Excessive selfie takers
@Narcissist (Photo: Thinkstock)
You’re going on an airplane, not into space. Logging every facet of your trip on social media (“Gate check-in selfie!”) entertains absolutely no one: not your bored followers and certainly not your fellow travelers.
Parents with no control over their kids
If the airport is this empty, THEN you can let your children run wild. Otherwise, put them in “park.” (Photo: Thinkstock)
You know the type: the overly-permissive parents who let their small children run roughshod around the entire gate area because they feel their little ones needs to “explore their space” — which means constantly running over your feet and knocking over your suitcase as they, like the airplanes outside, try to reach takeoff speed.
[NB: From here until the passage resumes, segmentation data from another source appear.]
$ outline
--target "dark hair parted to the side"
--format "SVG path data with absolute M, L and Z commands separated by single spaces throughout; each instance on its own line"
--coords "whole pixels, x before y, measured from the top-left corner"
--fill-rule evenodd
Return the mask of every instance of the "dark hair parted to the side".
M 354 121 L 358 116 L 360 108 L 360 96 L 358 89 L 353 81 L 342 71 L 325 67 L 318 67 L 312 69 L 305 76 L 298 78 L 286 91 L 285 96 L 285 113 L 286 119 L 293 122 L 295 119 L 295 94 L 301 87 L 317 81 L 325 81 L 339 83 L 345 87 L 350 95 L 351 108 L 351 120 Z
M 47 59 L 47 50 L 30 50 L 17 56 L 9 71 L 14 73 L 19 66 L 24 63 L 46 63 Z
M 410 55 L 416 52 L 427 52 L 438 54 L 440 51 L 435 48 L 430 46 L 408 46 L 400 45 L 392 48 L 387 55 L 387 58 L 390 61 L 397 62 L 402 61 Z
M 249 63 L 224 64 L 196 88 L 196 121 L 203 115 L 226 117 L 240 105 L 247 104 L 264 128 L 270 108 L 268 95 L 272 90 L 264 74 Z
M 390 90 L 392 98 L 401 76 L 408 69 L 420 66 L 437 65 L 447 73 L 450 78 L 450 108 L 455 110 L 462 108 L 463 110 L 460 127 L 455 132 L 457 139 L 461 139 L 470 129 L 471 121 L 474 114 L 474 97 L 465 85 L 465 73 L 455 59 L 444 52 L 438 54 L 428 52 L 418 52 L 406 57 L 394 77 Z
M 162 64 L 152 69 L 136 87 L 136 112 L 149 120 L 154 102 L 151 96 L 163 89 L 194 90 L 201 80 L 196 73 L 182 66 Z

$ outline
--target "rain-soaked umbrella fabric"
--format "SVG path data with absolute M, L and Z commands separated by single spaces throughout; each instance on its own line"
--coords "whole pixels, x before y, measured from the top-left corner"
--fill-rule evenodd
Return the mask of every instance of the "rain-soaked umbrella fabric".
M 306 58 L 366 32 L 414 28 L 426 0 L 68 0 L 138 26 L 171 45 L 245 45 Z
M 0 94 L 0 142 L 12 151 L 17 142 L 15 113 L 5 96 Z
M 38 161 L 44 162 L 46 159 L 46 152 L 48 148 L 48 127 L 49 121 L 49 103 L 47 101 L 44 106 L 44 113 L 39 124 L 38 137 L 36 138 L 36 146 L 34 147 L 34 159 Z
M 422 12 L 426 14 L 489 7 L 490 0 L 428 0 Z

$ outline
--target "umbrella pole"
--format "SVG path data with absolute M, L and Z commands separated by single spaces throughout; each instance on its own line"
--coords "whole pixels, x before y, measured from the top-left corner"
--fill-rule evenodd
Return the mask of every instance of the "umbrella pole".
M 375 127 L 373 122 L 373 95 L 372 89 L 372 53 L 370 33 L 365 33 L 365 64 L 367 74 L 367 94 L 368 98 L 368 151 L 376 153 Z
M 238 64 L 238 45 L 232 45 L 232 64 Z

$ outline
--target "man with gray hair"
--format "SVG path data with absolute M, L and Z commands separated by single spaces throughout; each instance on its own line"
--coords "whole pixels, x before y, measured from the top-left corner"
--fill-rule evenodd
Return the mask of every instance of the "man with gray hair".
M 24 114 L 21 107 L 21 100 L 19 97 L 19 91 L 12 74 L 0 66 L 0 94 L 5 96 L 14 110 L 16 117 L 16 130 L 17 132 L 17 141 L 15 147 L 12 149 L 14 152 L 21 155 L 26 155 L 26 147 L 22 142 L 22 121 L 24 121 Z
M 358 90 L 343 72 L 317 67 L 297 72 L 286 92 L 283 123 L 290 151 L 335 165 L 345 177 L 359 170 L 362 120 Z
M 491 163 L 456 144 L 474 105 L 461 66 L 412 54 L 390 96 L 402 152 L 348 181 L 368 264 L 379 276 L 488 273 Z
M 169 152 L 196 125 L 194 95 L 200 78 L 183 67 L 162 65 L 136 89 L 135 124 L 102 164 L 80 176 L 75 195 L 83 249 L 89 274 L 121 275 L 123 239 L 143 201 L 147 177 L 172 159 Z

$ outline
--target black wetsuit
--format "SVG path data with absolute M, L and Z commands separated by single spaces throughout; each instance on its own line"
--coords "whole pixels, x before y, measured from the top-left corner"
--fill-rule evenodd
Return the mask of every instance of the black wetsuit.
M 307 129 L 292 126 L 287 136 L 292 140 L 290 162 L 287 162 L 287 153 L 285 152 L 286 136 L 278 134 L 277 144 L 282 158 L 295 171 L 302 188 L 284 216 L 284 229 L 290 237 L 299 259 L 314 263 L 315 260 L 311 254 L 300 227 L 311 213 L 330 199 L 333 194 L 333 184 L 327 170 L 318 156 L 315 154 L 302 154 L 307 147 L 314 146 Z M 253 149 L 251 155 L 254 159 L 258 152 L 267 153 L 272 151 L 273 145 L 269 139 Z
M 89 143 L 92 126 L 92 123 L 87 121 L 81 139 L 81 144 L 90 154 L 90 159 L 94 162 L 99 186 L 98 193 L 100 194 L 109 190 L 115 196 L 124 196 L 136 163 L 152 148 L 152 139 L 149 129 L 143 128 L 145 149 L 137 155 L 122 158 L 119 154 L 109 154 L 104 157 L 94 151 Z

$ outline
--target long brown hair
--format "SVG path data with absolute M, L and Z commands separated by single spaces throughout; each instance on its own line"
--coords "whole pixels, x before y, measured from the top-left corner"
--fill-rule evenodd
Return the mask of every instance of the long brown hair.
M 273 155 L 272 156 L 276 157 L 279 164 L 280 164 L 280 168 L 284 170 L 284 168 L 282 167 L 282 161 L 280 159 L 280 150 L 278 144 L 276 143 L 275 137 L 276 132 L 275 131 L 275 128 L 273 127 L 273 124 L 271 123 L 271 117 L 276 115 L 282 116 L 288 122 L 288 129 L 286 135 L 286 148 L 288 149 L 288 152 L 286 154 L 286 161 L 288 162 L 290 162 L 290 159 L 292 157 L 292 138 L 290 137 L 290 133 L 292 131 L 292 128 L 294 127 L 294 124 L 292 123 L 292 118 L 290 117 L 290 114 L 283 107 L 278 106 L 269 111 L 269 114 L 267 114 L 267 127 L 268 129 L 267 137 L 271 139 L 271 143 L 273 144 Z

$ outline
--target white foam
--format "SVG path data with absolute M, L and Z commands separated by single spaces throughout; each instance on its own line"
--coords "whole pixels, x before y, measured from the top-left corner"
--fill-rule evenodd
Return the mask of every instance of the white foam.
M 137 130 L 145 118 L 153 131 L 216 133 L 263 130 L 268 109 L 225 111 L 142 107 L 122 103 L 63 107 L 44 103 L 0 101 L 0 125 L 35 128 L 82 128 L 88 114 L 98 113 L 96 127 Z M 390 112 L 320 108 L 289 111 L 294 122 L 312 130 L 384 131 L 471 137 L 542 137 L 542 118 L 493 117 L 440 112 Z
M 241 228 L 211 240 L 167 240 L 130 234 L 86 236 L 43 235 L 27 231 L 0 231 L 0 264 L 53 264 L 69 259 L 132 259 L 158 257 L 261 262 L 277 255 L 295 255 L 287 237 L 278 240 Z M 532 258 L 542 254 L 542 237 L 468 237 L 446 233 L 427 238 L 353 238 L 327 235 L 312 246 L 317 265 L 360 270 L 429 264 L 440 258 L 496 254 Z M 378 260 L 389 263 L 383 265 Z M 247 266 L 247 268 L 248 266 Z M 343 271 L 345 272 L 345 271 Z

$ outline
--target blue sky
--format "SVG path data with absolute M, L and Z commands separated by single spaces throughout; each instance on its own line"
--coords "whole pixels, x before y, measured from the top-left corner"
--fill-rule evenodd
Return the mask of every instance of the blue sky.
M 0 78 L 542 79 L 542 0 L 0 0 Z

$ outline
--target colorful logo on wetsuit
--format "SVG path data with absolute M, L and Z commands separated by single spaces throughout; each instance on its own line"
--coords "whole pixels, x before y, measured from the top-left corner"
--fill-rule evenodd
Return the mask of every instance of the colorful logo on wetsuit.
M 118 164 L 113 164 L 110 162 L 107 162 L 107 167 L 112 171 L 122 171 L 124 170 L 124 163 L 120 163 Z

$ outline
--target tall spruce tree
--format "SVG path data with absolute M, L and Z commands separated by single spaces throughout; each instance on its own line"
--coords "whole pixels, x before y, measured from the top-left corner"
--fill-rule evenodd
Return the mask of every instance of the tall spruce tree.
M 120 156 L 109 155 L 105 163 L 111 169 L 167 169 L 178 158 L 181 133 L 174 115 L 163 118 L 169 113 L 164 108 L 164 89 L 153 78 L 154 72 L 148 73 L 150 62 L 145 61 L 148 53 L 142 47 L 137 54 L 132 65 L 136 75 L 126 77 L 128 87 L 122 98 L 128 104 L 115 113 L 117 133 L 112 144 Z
People who try to flag down the golf cart
Do you really need this? We didn’t think so. Start walkin’. (Photo: Thinkstock)
These aren’t taxis. They’re used for people with disabilities or those in urgent situations, not for those who are late for their flights or whose feet are tired.
If you’re in Group 3, board when they call Group 3. It’s that simple! (Photo: AP)
It’s the most maddening scene in the entire airport process. The gate agent announces, “We’re now boarding rows 25 to 30.” Then, impatient travelers in rows 5 to 25 get up and crowd the gate area, either to get themselves into position when their row is called or to try to sneak past the inattentive gate agent and board early. (Is there anything more gratifying than watching a gate agent humiliate someone who tries to pull this stunt?) It all becomes such a disembodied mass of people that you can’t tell where the boarding line begins.
There’s a special place in heaven for those who share the power. (Photo: Thinkstock)
Yes, many major airports are rapidly expanding the number of charging areas available to power-hungry airline passengers, but outlets remain a limited resource. And those who bogart the precious outlets in the gate area with multiple devices are the worst. People who get caught doing this should automatically lose their seats on the flight and be forced to sit out on the wing. (We’ll give them an extension cord so they can charge their phone while they’re out there.)
People who place their bags on the seat next to them
We’re going to let this slide for now. But once this gate area gets crowded, we hope this guy moves his bag. (Photo: Thinkstock)
Dude, seriously. The gate area is crowded. Unless your suitcase bought a ticket, you should let an actual person use that seat. I guarantee he’ll appreciate it much more than your bag will.
People who play games or watch movies without headphones
Have fun, but turn it down! (Photo: Thinkstock)
What kind of person thinks that everyone around is interested in hearing what’s happening on their laptops or tablets? It’s hard enough to hear the gate agents, or the sound of our own breathing, in a supercrowded airport without hearing your beeps, dings, and explosions. Fun fact: In some airport stores, earphones are on sale right next to the gum. Heck, you can even buy earphones from vending machines nowadays, so there’s no excuse for you to blast your noise.
People who yell at innocent gate agents
Embattled gate agents, we’ve got your back. Now about that upgrade… (Illustration: Thinkstock)
We get it: Travel is stressful. And the urge to vent at someone is very strong after the third or fourth delay. But some of us feel for the gate agent whose job that day involves being the bearer of bad news for a few hundred tired, anxious people whom that poor worker is in no position to help. So we don’t like it when you go after the gate agent whose only doing his or her job. You may think you’re getting something done. But to us, you look like the jerk we’re praying doesn’t end up in the seat next to us.